In some patients the cytopathologist cannot classify cells as benign or malignant and will give several diagnoses that range from atypia of unknown significance to follicular lesions.  An indeterminate FNA represent a group of patients up to 20% and the majority of these patients do not have a cancer. However, definitive diagnosis can only be made by doing surgery.

Diagnoses in this category will contain cancer rarely (10-30%), so repeat evaluation with FNA over the next months or surgical biopsy to remove half of the thyroid containing the nodule is usually recommended. In these cases, Dr. Santillan will do partial thyroidectomy or close surveillance with repeated ultrasounds/FNA during follow-up months depending on size of the lesion, ultrasound characteristics, molecular testing results and if symptoms are present.  If the surgery confirms a benign nodule, no additional surgery is necessary and most patients do not need thyroid replacement. However, if thyroid cancer is found on the partial thyroidectomy, then completion thyroidectomy is usually recommended to remove all the gland.

There have been new tests to help physicians to make recommendations on patients with indeterminate FNA. These tests instead of looking at the cells of the thyroid nodule will examine the genes (DNA) of the cells and can give a more accurate prediction of malignancy vs benign nature. These are molecular tests done on the samples obtained during the FNA biopsy. Molecular testing can help determine if an indeterminate nodule that is fairly asymptomatic can be observed or removed based on a more accurate risk of malignancy.

Nondiagnostic or inadequate

Rarely after FNA biopsy there are not enough cells for the cytopathologist to give a diagnosis and guide the management of the nodule. Depending on the nodule characteristics by ultrasound and symptoms repeat biopsy or partial thyroidectomy might be necessary. The majority of these nodules are also benign. 

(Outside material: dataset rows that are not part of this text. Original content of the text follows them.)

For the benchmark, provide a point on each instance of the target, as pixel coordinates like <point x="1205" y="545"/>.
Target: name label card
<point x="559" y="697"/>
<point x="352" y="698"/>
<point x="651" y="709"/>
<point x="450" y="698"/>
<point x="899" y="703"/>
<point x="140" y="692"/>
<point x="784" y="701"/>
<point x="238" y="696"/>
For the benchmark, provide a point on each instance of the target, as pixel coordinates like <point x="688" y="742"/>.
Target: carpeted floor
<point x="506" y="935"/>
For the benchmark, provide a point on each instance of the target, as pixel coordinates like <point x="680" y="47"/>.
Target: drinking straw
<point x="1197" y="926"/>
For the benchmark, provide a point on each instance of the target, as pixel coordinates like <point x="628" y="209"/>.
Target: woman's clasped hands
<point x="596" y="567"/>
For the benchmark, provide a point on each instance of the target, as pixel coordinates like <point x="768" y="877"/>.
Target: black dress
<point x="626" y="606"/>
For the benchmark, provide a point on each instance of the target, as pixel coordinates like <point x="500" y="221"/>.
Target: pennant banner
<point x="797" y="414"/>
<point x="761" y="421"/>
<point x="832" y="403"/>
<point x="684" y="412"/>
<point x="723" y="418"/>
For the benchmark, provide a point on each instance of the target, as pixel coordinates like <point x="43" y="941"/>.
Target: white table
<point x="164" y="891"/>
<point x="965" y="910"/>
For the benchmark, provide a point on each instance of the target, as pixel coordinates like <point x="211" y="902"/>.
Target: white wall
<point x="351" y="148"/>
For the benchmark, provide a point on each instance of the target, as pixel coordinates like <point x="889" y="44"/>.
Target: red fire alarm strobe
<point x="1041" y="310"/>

Diagnosis & Treatment of Thyroid Cancer

Thyroid cancer is highly curable and pertains an excellent prognosis. Therefore, any thyroid nodule that is found to contain thyroid cancer, or that is highly suspicious of malignancy, should be removed by an expert thyroid surgeon such as Dr. Santillan.  

As a surgical oncologist and endocrine surgeon who performs more than 100 thyroid surgeries per year in San Antonio, Dr. Santillan is highly experienced with the surgical management of thyroid cancer and will provide you with all the care necessary to the goal of cure.

Prior to surgery Dr. Santillan will do an ultrasound of the neck lymph nodes (lymph node mapping) to assess if lymph node metastases are present in the central compartment and lateral compartments. This information is necessary to plan surgery that is curative and avoid leaving cancer cells behind.

Thyroid nodules that are benign or not cancerous by FNA or that on ultrasound are low risk and no biopsy was performed, it is recommended close surveillance with physical exam and serial ultrasound examination every 6 to 12 months by Dr. Santillan. In some cases, surgical removal of the thyroid nodule could still be recommended even for a nodule that is benign by FNA if it continues to grow, causes symptoms, or has worrisome features on ultrasound over the course of follow up.